If you’re looking for blood, “Ever After” is not that kind of zombie film that glorifies the flesh chomping violence but rather utilizes the violence as a motivator for Vivi and Eva to embark from safety, but that isn’t to say the sheer zombie terror is omitted or even diluted. The mass of running undead continues to be a force of concentrated fear with heart pounding side effects, much carried over from Danny Boyle’s “28 Days Late” and Zack Synder’s remake of “Dawn of the Dead,” and director Hellsgård seldomly relies on a crazed horde to be the mindless exploit of “Ever After’s” core message. Instead, the story clearly defines the growth and understanding Vivi and Eva as individuals and as part of something more, taught in part by their short time with The Gardener, and a highly reflective poignant past that ripples through their memory banks over and over again. Their ambitions nearly shot from existence at the beginning of the apocalypse to the start of their Black Forest voyage have found harmony in letting the past be the past by the end of the story. Once could call it a coming-of-age to see the two women elevate themselves from a place of inner turmoil and, in my opinion, the two women part of that is greatly important because “Ever After” is almost, about 95%, completely female cast driven. So, not only is the story a coming of age one, but also speaks upon self-reliance and empowerment for women.
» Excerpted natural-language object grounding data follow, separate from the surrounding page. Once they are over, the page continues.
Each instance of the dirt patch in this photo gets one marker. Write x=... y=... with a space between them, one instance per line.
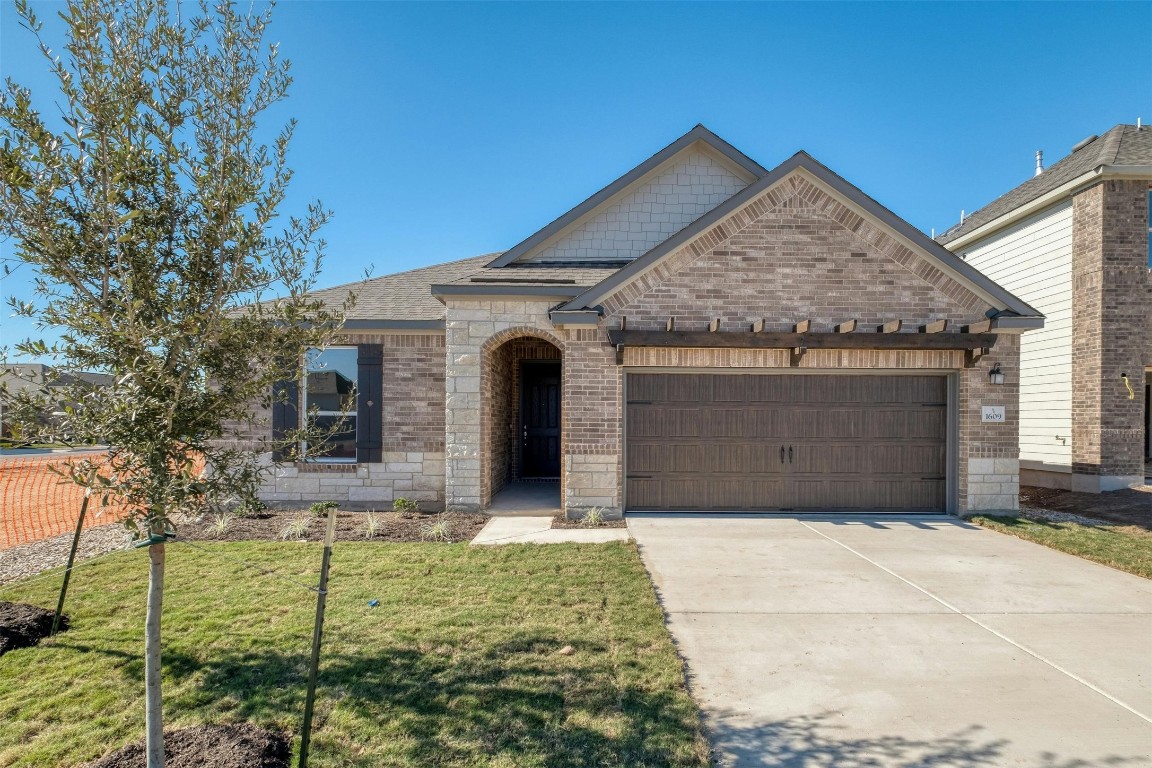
x=23 y=625
x=561 y=522
x=272 y=525
x=220 y=746
x=1128 y=507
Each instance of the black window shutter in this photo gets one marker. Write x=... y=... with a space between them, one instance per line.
x=369 y=392
x=285 y=413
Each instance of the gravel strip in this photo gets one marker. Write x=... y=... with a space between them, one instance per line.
x=1038 y=514
x=31 y=559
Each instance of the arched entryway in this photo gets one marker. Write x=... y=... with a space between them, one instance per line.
x=521 y=418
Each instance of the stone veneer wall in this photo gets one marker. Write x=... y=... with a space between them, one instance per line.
x=412 y=411
x=1112 y=333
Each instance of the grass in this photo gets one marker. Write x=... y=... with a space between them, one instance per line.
x=456 y=666
x=1124 y=547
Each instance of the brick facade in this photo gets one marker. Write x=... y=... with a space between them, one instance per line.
x=794 y=253
x=412 y=411
x=1112 y=333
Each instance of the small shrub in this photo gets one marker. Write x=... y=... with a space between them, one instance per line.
x=372 y=525
x=221 y=523
x=438 y=531
x=406 y=507
x=249 y=508
x=296 y=529
x=320 y=508
x=593 y=516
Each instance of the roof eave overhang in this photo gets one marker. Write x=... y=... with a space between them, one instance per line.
x=1016 y=325
x=575 y=318
x=393 y=325
x=1048 y=198
x=847 y=194
x=522 y=293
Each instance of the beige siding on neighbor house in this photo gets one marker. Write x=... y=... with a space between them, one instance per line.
x=1033 y=260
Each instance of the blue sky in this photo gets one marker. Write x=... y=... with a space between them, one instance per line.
x=438 y=131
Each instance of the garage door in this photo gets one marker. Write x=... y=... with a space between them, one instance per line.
x=715 y=442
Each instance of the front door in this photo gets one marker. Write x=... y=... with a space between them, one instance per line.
x=539 y=409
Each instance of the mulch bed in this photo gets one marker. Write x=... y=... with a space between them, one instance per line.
x=220 y=746
x=561 y=522
x=1128 y=507
x=270 y=524
x=23 y=625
The swotted comic of Olivia Viewig gains a visual odyssey amongst the undead catalogue with a Blu-ray release of the Das Kleine Fernsehspiel and Grown Up Films production, “Ever After,” distributed by MVDVisual and Juno Films. Stored on a BD-25 and presented in an anamorphic widescreen of it’s original aspect ratio of 2.35:1, “Ever After’s” 1080p full high definition image is sleek to every sensory receptor in the eye and captures the topographic thickets of Germany landscapes in grand wide angles. There is not a lot of tint work here, if any, and relies much on the luminescent and glowing beauty of natural light. The German language DTS-HD 5.1 master audio sufficiently taps into all five channels without overbearing results from zombie hordes. Instead, the focal points here discern more on the tiny tunes and tones of nature. Also included in the setup is an option for a 2.0 LCPM Stereo Audio track and English subtitles, which appear accurate but are hastily paced. Other than a static menu, the region free, 90 minute runtime release bares no special features other than the trailer. “Ever After” is an ascension from within the very weary genre oeuvre, encouraging the strength to stomach guilt and fear as important, but presently irrelevant if one wishes to change with a world that has redesigned around them.